The remaining bottleneck is not retrieval. It is goal understanding. The planner can find files, run git, and collect evidence – but it may start the wrong investigation because it doesn’t understand what the user is asking.
Implementation freeze maintained for:
- Subagents / repair loops / shell translation / git dashboards.
- Semantic search / AST indexing / tree-sitter.
- Any new tool capability not required by Goal Understanding.
Level 2.4 is not a freeze violation. Goal Understanding is a planner change, not a tool expansion. It changes how the planner interprets user input before selecting tools.
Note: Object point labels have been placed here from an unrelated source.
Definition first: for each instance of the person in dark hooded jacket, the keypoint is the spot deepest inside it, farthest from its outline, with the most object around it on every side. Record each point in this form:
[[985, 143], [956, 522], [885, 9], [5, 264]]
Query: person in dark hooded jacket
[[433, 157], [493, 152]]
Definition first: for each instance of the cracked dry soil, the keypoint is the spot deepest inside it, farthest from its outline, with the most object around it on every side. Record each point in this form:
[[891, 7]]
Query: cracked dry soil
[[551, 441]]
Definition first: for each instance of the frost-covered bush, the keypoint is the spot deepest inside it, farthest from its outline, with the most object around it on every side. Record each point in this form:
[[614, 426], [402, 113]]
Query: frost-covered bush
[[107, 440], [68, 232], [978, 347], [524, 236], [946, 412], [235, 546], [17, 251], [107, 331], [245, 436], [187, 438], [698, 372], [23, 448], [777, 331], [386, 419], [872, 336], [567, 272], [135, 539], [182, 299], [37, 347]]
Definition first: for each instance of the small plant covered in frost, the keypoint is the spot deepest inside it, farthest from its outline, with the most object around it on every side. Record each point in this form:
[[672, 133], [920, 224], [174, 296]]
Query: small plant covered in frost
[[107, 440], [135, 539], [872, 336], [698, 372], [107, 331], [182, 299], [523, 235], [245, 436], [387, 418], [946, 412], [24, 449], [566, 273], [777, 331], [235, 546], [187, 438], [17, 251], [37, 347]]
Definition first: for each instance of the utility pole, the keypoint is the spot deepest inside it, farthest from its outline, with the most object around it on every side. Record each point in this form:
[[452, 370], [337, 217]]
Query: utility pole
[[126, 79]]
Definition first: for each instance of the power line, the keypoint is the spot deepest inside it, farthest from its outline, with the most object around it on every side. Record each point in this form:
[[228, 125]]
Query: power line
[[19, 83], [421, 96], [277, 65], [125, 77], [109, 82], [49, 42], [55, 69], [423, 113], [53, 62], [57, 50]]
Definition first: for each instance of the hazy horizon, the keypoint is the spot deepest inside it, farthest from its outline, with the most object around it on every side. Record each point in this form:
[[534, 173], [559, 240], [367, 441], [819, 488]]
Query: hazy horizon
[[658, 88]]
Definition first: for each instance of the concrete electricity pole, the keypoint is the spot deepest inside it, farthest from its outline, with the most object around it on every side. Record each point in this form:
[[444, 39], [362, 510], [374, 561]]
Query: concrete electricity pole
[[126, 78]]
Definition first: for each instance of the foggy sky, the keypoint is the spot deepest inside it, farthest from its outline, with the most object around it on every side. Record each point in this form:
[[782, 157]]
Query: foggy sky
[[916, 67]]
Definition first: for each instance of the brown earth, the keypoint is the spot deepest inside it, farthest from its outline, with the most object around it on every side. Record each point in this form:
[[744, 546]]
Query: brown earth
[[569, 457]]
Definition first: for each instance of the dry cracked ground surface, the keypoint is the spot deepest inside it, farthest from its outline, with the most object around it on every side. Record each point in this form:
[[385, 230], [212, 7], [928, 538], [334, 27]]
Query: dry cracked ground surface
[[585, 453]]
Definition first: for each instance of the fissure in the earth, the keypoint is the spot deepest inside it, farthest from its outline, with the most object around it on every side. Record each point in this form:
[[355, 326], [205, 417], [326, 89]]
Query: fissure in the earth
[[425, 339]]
It does not add new tools, search paths, or LLM features.
8. Related Engineering Milestones
The architectural changes described in this report are implemented in the following commits:
8efa69df Confidence calibration -- category-weighted combine with convergence bonus
b83bca26 Answer finalization -- evidence_summary, recovery-continue, git classification
58921a33 Core documentation rewrite -- product identity, architecture, design
2b4d716f Failure topology revision -- architectural evolution, goal understanding failures
faf66d9e Confidence calibration investigation records
a3fe130c Goal understanding architecture proposal
a626c0e4 Failure topology report refinement -- snapshot, generations, lessons learned
9. Lessons Learned
These conclusions emerged from evidence accumulated across all six phases. They represent the engineering wisdom of the cycle, not hypotheses.
-
Retrieval quality cannot compensate for incorrect goal understanding. The fastest find, most accurate grep, and best-ranked results are wasted when the planner investigates the wrong question. Every retrieval fix in Phases 1-2 addressed symptoms, not the underlying misclassification.
-
Recovery improves evidence quality but cannot repair a misidentified goal. Mid-loop recovery (Phase 3) successfully detects low confidence and broadens the search, but if the GoalType was wrong, recovery still collects evidence against the wrong intent. Recovery is a tactical fix, not a strategic one.
-
Answer quality depends as much on evidence formatting as on evidence collection. The Answer Finalization phase (Level 2.3) changed no tooling, added no new search capability, and fixed zero retrieval bugs. Yet it dramatically improved perceived quality by stripping planner metadata from the AI context. What the AI sees matters as much as what the planner finds.
-
Planner improvements consistently produced larger gains than tool additions. Keyword routing fixes (Phase 1) resolved 68 historical failures – more than any single tool or retrieval upgrade. Confidence calibration (Phase 3) and evidence formatting (Level 2.3) each produced measurable gains without a single new file search capability. The planner, not the toolbelt, is the leverage point.
-
Intent fragmentation is the deepest bottleneck. The same user intent (“what changed in my working tree?”) could route to five different GoalTypes depending on phrasing. No amount of retrieval or recovery can fix the inconsistency that begins at classification. Goal Understanding (Level 2.4) is the response.